Una prima drastica semplificazione viene conseguita con l’introduzione del concetto di strategia, cioè di una regola che prescriva come comportarsi in ciascuna delle situazioni in cui ci si può venire a trovare nel corso del gioco. Il compito di ogni giocatore si riduce allora formalmente alla scelta di una strategia. Accadrà inoltre, generalmente, che il risultato conseguito alla fine del gioco da ciascun giocatore dipenda, oltre che dall’insieme delle strategie scelte, anche da certi fattori aleatori esterni. Un’ulteriore drastica semplificazione si ottiene sostituendo a ciascun risultato la sua previsione (speranza matematica) rispetto all’insieme dei fattori aleatori esterni.

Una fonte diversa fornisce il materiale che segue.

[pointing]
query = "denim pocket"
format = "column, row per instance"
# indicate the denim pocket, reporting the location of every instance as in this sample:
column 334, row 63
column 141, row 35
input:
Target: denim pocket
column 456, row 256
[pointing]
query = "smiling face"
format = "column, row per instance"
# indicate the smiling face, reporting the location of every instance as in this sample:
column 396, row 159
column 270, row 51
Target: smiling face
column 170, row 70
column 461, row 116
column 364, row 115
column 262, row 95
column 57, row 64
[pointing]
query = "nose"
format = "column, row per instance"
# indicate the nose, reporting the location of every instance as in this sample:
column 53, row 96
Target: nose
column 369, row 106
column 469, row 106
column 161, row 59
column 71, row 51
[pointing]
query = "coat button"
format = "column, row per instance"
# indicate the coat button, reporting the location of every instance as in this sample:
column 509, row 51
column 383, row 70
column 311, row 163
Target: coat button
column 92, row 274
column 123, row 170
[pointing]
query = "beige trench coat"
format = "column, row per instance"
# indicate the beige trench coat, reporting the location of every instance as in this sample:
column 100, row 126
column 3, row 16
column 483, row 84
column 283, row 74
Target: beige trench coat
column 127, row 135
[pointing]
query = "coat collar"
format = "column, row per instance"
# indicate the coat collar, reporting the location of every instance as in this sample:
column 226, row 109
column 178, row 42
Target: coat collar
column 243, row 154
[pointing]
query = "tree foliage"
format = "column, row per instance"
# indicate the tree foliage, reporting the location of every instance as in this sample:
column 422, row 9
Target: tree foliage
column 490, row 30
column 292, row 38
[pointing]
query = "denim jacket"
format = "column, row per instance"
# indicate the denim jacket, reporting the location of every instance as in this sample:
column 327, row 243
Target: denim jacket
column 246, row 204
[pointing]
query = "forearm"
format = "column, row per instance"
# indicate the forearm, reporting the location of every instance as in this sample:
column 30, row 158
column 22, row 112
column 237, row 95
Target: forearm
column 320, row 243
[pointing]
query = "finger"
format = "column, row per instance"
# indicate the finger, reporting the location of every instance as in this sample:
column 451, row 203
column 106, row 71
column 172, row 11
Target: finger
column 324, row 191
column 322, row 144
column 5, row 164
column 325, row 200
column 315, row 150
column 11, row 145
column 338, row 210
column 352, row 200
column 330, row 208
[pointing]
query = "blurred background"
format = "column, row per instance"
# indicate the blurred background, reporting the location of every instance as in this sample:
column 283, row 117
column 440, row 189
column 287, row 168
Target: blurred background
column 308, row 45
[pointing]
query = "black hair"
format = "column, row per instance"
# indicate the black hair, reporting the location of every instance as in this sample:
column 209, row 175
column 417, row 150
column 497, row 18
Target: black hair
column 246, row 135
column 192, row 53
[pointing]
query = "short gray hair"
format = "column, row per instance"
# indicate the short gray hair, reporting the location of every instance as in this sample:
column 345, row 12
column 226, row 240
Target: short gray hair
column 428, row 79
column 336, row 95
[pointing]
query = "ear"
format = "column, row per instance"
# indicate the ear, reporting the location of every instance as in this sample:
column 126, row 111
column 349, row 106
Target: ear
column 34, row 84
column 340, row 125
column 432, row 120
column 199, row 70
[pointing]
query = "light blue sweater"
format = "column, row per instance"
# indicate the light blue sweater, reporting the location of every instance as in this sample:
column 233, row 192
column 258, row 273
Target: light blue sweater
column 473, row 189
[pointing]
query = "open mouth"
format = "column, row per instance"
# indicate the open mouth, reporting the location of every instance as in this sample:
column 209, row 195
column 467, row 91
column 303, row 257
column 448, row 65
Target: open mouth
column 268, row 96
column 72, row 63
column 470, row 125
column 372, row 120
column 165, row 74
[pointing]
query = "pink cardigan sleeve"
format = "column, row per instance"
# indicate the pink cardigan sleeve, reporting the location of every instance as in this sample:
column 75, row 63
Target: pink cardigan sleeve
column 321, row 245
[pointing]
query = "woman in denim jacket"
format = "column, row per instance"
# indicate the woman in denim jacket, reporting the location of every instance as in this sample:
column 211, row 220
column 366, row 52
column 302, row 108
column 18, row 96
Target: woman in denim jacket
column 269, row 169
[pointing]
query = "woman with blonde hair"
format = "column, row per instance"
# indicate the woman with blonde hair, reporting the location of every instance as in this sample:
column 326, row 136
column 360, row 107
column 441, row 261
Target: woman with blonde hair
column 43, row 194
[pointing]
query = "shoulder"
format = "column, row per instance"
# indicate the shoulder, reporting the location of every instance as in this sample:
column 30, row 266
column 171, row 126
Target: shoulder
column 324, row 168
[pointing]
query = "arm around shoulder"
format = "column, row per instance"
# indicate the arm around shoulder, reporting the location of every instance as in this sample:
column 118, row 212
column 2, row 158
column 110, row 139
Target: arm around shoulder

Ci si riduce così, formalmente, al caso più semplice in cui il risultato spettante a ciascun giocatore dipende unicamente e deterministicamente dall’insieme delle scelte di strategia effettuate. La teoria non tratta però della possibilità, pur realistica, che le valutazioni di probabilità dei diversi giocatori circa i fattori aleatori esterni non coincidano. Infine, se il gioco è essenziale, nel senso che, coalizzandosi con altri un giocatore possa modificare i risultati che può ottenere, la scelta tra le diverse coalizioni in cui può entrare e tra le ripartizioni del risultato globale conseguito da una coalizione conduce a considerare una serie di problemi di comunicazione, credibilità, negoziato, cooperazione, rescindibilità di patti, etc. Ed ecco allora i punti d’arrivo sconcertanti: la varietà e la natura delle conclusioni a cui portano i vari sistemi di ipotesi che si possono avanzare circa tali aspetti (cioè la possibilità di comunicare simultaneamente, l’accettabilità del ricorso a un arbitro, il grado di coesione tra i membri di una coalizione, etc.) pur fornendo utili spunti di riflessione per lo studio di molti casi concreti, non permette di giungere tanto alla scoperta di strategie vantaggiose per un giocatore qualsiasi, quanto piuttosto di porre in luce i limiti del concetto di razionalità individuale che sta alla base di gran parte delle teorie sul comportamento economico e politico. Su queste basi, quale fiducia, e fino a che punto, possiamo avere nella politica?

Gruppo di studio LAltra Letteratura

*John von Neumann, fu il creatore della struttura logica del moderno elaboratore elettronico, e l’ideatore delle macchine autoreplicanti, che trovano applicazione nell’ingegneria biomolecolare.